Like I said. No words. The power of that moment has stayed with me, all of these years. And I find I still can’t tell the story without feeling emotion.
FLASH: I’m in my living room, and my little girl is now five, maybe six. I’m not sure. The TV is on and she’s standing there in front of it, looking at a commercial. She seems completely unaware of anything except the TV, and she begins to mimic the announcer. She does it perfectly and I suddenly burst out laughing. My little princess has character! And she’s hilarious. Wow.
FLASH: Both of my kids are in trouble, and I’m angry. They’ve done something wrong (I forget what it was, which shows you how important it is), and I need to bring the hammer down. “YOU GUYS SHOULD NOT HAVE DONE THAT. I, UH…” I’m so angry I can’t speak properly. “THAT IS, IF YOU…IF I…” My mistake was in chastising them both at the same time.
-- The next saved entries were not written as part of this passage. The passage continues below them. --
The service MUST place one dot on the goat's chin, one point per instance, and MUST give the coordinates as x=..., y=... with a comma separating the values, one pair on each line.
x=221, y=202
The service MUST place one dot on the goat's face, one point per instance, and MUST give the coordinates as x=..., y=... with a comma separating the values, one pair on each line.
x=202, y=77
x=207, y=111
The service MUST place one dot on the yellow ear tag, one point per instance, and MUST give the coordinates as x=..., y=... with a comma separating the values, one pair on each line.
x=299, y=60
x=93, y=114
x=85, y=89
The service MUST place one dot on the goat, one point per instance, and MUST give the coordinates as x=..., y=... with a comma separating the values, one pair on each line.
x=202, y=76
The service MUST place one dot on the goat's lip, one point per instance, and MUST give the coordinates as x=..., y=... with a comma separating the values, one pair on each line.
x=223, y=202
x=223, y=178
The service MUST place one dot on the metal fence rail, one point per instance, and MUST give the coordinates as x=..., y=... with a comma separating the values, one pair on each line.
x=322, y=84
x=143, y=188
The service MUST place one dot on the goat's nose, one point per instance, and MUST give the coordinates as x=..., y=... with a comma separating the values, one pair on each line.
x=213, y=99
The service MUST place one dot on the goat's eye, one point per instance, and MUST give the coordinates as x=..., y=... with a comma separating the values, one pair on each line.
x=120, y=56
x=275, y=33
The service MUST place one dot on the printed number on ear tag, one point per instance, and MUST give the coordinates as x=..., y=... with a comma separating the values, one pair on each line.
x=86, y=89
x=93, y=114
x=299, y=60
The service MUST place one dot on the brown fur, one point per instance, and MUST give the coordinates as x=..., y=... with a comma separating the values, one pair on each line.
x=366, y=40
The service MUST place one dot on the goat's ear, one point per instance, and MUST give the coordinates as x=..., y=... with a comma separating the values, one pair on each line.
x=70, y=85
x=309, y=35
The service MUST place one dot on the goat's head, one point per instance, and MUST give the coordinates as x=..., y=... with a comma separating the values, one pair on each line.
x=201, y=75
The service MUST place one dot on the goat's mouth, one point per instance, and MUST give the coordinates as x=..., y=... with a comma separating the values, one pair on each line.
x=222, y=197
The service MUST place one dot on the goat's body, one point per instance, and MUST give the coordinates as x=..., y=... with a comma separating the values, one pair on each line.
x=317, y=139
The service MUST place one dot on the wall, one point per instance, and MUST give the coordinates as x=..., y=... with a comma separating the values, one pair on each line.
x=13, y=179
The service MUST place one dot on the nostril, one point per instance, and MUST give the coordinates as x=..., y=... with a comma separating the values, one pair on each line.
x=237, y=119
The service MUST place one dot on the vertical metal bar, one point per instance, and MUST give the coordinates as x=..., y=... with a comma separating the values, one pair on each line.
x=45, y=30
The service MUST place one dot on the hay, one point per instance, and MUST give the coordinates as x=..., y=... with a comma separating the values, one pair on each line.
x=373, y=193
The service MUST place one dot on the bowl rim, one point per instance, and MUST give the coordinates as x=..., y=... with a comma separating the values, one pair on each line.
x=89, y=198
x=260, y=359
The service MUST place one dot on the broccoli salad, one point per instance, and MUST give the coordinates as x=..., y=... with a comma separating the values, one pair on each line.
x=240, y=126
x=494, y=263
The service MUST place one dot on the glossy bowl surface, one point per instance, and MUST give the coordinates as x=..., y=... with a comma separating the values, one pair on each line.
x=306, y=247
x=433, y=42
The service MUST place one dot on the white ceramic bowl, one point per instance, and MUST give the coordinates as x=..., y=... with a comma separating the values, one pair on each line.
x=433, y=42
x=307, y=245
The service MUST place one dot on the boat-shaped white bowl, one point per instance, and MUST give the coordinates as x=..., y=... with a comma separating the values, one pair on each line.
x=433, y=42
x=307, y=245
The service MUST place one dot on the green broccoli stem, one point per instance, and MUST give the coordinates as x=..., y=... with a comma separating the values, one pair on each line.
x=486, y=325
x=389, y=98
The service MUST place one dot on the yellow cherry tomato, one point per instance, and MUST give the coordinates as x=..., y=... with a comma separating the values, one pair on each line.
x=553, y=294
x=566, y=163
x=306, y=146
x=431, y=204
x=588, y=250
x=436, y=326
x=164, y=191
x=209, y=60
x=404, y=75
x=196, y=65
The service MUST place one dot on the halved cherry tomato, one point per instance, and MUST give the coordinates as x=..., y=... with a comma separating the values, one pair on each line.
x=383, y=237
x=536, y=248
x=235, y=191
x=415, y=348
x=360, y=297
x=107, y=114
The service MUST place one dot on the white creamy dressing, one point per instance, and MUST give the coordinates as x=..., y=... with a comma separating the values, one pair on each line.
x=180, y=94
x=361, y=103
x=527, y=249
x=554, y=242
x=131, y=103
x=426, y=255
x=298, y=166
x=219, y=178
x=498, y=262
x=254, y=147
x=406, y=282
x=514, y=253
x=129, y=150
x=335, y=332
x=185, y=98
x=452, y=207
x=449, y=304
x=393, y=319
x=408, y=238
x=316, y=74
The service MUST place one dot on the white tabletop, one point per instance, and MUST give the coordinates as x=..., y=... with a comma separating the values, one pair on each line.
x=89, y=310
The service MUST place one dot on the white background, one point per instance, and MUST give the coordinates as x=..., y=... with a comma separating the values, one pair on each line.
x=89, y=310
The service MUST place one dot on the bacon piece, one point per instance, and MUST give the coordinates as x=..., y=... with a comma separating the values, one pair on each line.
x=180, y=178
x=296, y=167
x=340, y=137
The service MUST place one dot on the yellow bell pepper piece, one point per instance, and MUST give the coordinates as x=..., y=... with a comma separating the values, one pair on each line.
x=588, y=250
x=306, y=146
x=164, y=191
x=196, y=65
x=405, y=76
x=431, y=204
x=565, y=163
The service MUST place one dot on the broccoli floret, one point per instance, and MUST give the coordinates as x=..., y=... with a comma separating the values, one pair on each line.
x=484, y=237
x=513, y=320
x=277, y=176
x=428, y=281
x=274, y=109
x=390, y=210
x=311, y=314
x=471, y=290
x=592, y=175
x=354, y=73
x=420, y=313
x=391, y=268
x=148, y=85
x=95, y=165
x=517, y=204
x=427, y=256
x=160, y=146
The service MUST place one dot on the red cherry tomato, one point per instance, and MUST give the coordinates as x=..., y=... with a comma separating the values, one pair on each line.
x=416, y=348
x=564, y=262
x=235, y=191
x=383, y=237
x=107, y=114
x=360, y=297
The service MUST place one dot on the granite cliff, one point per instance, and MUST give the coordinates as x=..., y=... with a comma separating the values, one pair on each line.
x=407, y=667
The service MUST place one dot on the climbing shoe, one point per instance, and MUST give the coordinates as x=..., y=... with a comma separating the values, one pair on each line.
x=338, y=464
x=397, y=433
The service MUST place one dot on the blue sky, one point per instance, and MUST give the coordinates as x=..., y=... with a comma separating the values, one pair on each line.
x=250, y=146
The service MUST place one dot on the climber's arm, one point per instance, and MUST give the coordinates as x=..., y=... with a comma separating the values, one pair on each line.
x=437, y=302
My son is laughter personified, looking for any excuse to let loose. Put them together and they’re like gasoline and a struck match.
As I struggle to get the words out, my daughter suddenly bites her lip, then looks at her brother and they both start giggling then quickly dissolve into helpless laughter. “THIS ISN’T FUNNY” – but it’s no use. They’re too far gone. And then, despite my damnedest, I can’t help joining in. Hopeless.
FLASH: it’s about ten or eleven years later. We’re in the new apartment and my daughter’s just come home from school. She’s smiling (it’s kind of her thing: she smiles an awful lot, all the time). she says “hey dad. I went to the store and saw something. I bought it right away because I just have to give it to you.”
I’m smiling in response. “Really?” She grins. “Yeah. Let me get it out of my pocket”. She reaches in and seems to struggle to get whatever it is out, and then she finally gets her hand out and flips me the bird, laughing hysterically. I can’t help it – I start laughing too.
All of these memories flash through my consciousness on my ride to work, I get a small glimpse of what life would have been like had I not married and had kids. Sort of a “It’s a Wonderful Life” moment, if you will. I imagine a life of utter boredom, a life of greyness. An okay life perhaps, but missing such a golden seam of bright and blinking joy. It hits me hard, this revelation. and I realize what is for me a grand truth: even if I’m not precisely where I want to be in my life, I feel such an overwhelming sense of gratitude.
I’ve no real complaints. Not really.